For example, in the story “A Girl Sees a Giant Sturgeon” there is a deep psychological insight into trauma which can only be healed by a story that reconnects to the living world of sturgeon. The eyes through which we see ourselves in the other — to see yourself in the eye of a sturgeon when the water between Marin and San Francisco was as wide as the ocean, not yet a peninsula…where sturgeon got stuck and is no longer able to get home. What is the medicine of the sturgeon…that connects to the history of the Land and the Waters over the vast expanse of Time?

History also interrupts the flow of ancient stories. In “A Man Learns to Smell Flowers”, Kaloopis (his name means hummingbird) works for the white landowner, Mrs Luft, in the garden. Catfish gets jealous and wants to know how Kaloopis came to be chosen to work next to the landlady. So Catfish asks permission to work with them in the garden and he also becomes more and more curious about the habits of Kaloopis. He sees that Kaloopis disappears every night after he tells stories to the kids and so Catfish follows him but he gets lost along the way. When Catfish does find him, he sees that Kaloopis entertains a man so he gossips that he’s gay. With this gossip, other rumors spread until the community forbids their kids to listen to his stories anymore. As the villagers have become Catholics they have become afraid of walepus and they begin to invent stories that make them abandon Kaloopis and eventually the land that Mrs. Luft promised she would bequeath to them.

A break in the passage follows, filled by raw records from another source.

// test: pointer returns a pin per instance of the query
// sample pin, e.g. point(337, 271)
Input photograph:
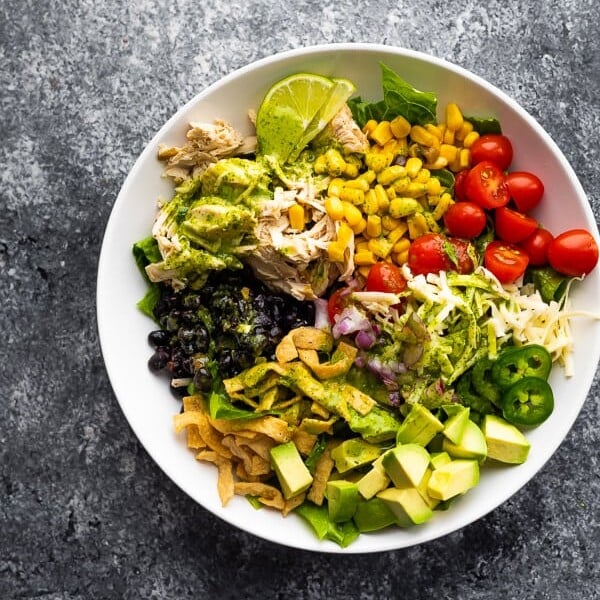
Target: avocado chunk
point(353, 453)
point(407, 504)
point(293, 475)
point(472, 444)
point(439, 459)
point(406, 464)
point(504, 441)
point(373, 515)
point(454, 427)
point(419, 427)
point(373, 481)
point(342, 498)
point(454, 478)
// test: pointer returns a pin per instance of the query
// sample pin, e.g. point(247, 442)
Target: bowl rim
point(150, 148)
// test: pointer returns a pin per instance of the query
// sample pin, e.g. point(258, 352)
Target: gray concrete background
point(84, 512)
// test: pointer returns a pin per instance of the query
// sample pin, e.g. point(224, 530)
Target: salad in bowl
point(360, 299)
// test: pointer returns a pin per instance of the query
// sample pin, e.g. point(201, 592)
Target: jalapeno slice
point(528, 402)
point(482, 380)
point(513, 364)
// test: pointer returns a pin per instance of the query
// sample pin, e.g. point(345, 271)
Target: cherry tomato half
point(459, 185)
point(486, 186)
point(465, 219)
point(385, 277)
point(512, 226)
point(573, 252)
point(506, 261)
point(494, 147)
point(434, 252)
point(525, 189)
point(536, 246)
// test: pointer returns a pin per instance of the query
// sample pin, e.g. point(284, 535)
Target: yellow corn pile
point(382, 203)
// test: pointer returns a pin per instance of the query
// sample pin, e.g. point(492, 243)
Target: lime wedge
point(294, 110)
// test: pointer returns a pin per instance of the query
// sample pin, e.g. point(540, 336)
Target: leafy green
point(485, 125)
point(317, 517)
point(399, 98)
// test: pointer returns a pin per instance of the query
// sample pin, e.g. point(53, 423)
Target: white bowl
point(145, 398)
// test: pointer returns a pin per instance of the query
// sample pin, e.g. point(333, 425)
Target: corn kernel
point(390, 174)
point(334, 208)
point(470, 139)
point(401, 245)
point(400, 127)
point(382, 133)
point(359, 227)
point(422, 176)
point(380, 247)
point(345, 234)
point(454, 118)
point(364, 258)
point(296, 217)
point(352, 195)
point(336, 252)
point(373, 226)
point(404, 207)
point(413, 166)
point(398, 232)
point(369, 126)
point(417, 226)
point(464, 131)
point(336, 165)
point(419, 134)
point(434, 187)
point(320, 165)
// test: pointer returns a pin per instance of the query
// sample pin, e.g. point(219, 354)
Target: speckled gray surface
point(84, 512)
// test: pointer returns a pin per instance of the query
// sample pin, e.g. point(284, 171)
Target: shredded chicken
point(344, 129)
point(206, 144)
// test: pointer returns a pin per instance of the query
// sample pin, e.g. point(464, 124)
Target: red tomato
point(485, 185)
point(459, 185)
point(336, 303)
point(525, 189)
point(506, 261)
point(573, 253)
point(465, 220)
point(433, 252)
point(512, 226)
point(385, 277)
point(536, 246)
point(494, 147)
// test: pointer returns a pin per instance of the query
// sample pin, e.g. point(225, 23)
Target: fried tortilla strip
point(304, 441)
point(275, 428)
point(323, 470)
point(266, 494)
point(225, 481)
point(292, 503)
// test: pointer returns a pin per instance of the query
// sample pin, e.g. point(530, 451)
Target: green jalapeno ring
point(528, 402)
point(513, 364)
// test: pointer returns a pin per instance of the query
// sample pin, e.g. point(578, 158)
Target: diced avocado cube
point(293, 475)
point(504, 441)
point(472, 444)
point(373, 515)
point(406, 464)
point(407, 504)
point(422, 489)
point(454, 427)
point(373, 481)
point(342, 498)
point(354, 453)
point(419, 426)
point(457, 477)
point(438, 459)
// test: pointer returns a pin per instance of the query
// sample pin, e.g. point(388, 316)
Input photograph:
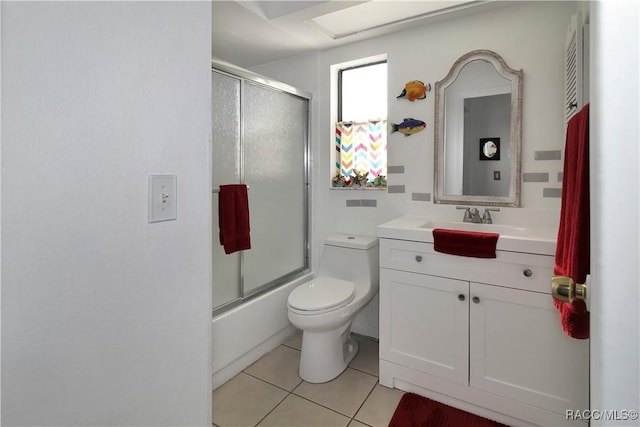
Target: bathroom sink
point(513, 237)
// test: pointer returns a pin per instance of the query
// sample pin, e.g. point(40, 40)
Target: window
point(360, 155)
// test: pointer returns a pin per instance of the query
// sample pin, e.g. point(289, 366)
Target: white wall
point(615, 209)
point(528, 35)
point(106, 319)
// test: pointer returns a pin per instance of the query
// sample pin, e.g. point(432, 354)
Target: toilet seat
point(321, 294)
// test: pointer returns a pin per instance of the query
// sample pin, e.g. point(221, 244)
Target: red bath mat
point(417, 411)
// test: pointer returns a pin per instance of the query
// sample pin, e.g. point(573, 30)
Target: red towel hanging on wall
point(573, 250)
point(233, 218)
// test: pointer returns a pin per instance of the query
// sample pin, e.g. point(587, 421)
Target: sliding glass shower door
point(260, 138)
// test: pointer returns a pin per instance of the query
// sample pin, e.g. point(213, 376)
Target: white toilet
point(323, 308)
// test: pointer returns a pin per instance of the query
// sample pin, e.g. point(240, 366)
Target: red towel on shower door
point(233, 218)
point(573, 250)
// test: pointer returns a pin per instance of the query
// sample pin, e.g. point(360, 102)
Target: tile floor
point(270, 393)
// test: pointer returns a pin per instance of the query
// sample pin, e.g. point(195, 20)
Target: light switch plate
point(163, 198)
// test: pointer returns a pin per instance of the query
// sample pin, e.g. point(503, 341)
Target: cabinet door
point(424, 323)
point(518, 350)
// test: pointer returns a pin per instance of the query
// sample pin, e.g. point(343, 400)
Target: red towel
point(465, 243)
point(572, 251)
point(233, 218)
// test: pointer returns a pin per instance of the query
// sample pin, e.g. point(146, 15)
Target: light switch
point(163, 202)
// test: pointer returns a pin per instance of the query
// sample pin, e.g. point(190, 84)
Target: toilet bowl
point(324, 307)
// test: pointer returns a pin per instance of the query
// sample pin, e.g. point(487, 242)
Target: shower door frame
point(243, 76)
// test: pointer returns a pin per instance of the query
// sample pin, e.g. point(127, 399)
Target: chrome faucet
point(473, 215)
point(470, 214)
point(486, 217)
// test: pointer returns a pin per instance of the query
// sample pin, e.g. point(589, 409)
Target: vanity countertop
point(513, 238)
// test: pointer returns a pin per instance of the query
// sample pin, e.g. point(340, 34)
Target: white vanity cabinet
point(479, 334)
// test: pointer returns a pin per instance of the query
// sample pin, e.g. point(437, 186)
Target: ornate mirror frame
point(515, 77)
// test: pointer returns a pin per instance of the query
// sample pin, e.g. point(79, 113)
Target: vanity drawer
point(516, 270)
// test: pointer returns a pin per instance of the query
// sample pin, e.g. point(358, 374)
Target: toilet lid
point(322, 293)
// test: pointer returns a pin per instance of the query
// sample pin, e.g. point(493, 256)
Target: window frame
point(336, 110)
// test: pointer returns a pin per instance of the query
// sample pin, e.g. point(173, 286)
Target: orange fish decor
point(415, 89)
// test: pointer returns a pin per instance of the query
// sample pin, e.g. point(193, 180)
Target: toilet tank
point(351, 257)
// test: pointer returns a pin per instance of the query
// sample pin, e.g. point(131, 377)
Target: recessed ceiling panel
point(378, 13)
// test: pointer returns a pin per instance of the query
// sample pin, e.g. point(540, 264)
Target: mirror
point(478, 127)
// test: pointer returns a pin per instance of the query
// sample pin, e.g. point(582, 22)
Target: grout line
point(363, 402)
point(274, 408)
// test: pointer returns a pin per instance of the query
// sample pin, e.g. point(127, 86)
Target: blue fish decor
point(409, 127)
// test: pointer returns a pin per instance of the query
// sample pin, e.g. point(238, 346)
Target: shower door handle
point(564, 288)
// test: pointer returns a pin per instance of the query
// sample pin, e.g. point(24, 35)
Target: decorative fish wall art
point(415, 89)
point(408, 127)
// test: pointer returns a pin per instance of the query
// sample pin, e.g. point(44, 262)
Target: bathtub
point(245, 333)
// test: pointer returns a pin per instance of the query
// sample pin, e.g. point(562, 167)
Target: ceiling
point(251, 32)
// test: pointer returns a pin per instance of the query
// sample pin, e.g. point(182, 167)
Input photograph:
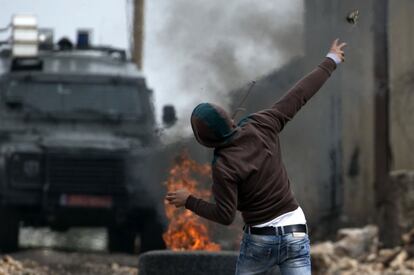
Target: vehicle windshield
point(76, 98)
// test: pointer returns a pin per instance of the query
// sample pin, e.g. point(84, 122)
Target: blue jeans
point(264, 254)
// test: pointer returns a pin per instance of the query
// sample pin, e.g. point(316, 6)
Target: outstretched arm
point(287, 107)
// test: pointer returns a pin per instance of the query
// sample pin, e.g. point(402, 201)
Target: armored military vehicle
point(78, 141)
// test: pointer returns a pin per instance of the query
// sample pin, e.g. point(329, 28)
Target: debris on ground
point(357, 251)
point(49, 262)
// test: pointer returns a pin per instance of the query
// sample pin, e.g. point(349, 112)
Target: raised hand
point(337, 49)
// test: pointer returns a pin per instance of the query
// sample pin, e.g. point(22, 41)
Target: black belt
point(280, 230)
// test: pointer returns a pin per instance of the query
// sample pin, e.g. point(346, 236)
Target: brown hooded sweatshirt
point(248, 172)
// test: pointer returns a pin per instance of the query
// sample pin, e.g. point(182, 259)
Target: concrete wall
point(401, 46)
point(352, 87)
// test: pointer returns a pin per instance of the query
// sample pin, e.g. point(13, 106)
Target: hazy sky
point(195, 50)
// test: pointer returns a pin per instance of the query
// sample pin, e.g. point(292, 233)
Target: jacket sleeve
point(287, 107)
point(224, 191)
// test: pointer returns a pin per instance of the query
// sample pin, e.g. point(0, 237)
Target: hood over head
point(212, 125)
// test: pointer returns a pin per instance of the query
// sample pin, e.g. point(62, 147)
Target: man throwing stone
point(249, 176)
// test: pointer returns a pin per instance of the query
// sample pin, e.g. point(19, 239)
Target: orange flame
point(186, 230)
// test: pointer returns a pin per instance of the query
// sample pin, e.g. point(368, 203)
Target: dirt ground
point(55, 262)
point(78, 251)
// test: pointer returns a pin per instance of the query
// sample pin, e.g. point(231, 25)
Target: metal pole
point(138, 34)
point(385, 193)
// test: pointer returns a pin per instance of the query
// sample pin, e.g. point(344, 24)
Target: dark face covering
point(212, 126)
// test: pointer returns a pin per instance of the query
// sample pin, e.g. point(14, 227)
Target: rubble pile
point(10, 266)
point(357, 251)
point(32, 264)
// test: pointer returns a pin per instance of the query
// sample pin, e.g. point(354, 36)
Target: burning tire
point(9, 230)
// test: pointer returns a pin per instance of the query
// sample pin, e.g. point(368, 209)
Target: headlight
point(25, 170)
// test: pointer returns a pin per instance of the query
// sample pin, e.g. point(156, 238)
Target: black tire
point(121, 239)
point(9, 230)
point(151, 237)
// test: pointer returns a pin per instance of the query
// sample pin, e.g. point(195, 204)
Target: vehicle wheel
point(121, 239)
point(151, 237)
point(9, 230)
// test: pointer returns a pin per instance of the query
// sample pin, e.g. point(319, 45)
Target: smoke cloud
point(198, 51)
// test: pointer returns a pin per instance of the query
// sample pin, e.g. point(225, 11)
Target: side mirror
point(169, 116)
point(14, 102)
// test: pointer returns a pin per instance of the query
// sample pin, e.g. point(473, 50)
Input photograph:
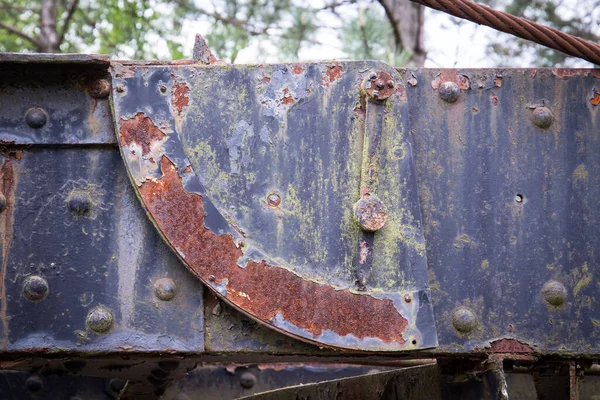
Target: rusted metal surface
point(230, 254)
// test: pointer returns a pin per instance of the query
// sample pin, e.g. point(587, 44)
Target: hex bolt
point(247, 380)
point(35, 288)
point(2, 202)
point(542, 117)
point(164, 289)
point(464, 320)
point(36, 117)
point(99, 89)
point(449, 91)
point(34, 383)
point(370, 213)
point(273, 200)
point(554, 293)
point(100, 319)
point(79, 202)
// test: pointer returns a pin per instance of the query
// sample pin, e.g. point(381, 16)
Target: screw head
point(273, 200)
point(79, 202)
point(449, 91)
point(542, 117)
point(370, 213)
point(100, 319)
point(554, 293)
point(464, 320)
point(2, 202)
point(247, 380)
point(35, 288)
point(34, 383)
point(36, 117)
point(164, 289)
point(99, 89)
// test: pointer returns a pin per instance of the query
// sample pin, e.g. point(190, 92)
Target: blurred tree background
point(278, 30)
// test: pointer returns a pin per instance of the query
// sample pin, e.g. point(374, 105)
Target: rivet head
point(35, 288)
point(99, 89)
point(2, 202)
point(449, 91)
point(247, 380)
point(554, 293)
point(36, 117)
point(464, 320)
point(100, 319)
point(34, 383)
point(370, 213)
point(273, 200)
point(542, 117)
point(79, 202)
point(164, 289)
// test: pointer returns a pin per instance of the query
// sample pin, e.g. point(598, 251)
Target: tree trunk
point(48, 39)
point(407, 19)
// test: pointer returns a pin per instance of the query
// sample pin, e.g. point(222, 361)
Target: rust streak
point(261, 289)
point(7, 188)
point(180, 99)
point(141, 130)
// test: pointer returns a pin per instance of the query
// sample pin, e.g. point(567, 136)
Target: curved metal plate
point(266, 219)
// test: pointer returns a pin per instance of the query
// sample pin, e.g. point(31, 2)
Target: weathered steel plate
point(251, 174)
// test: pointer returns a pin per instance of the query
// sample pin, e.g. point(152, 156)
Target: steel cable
point(523, 28)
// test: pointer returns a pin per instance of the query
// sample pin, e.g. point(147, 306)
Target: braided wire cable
point(523, 28)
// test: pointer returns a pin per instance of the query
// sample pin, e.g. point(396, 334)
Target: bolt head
point(164, 289)
point(554, 293)
point(247, 380)
point(273, 200)
point(99, 89)
point(370, 213)
point(35, 288)
point(542, 117)
point(464, 320)
point(449, 91)
point(100, 319)
point(36, 117)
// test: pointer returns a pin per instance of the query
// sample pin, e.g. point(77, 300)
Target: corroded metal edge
point(147, 131)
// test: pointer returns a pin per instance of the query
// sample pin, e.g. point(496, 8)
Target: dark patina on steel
point(214, 247)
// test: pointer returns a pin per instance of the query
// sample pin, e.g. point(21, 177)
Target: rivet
point(36, 117)
point(164, 288)
point(247, 380)
point(34, 383)
point(79, 202)
point(464, 320)
point(449, 91)
point(100, 319)
point(35, 288)
point(542, 117)
point(100, 89)
point(273, 200)
point(554, 293)
point(371, 213)
point(2, 202)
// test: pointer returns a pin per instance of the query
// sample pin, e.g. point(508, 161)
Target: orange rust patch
point(297, 69)
point(332, 73)
point(141, 130)
point(595, 99)
point(180, 98)
point(510, 346)
point(259, 288)
point(287, 97)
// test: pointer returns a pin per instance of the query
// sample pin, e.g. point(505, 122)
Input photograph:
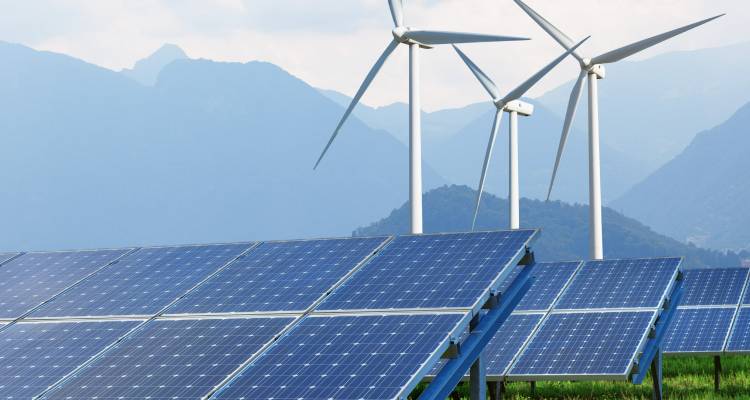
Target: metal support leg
point(478, 378)
point(717, 370)
point(656, 374)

Did their conversion to christianity and the abandonment of their kin lead them down the path of their own undoing?

I feel as if these stories have put me in a trance and I keep re-reading them. This collection of stories really penetrates the bone marrow and provides medicine for all of us who live on this land–and other places where colonization has distorted our relationship with the Land and her Stories. The Forgetters is an invitation to linger awhile under the spell of indigenous Storytelling; to dive deep into that corner of our Heart that is seeking Medicine. For me, the experience of feeling the sensory gates of my mind begin to melt in order to make room for the wondrous magic of timeless Story has been a precious gift.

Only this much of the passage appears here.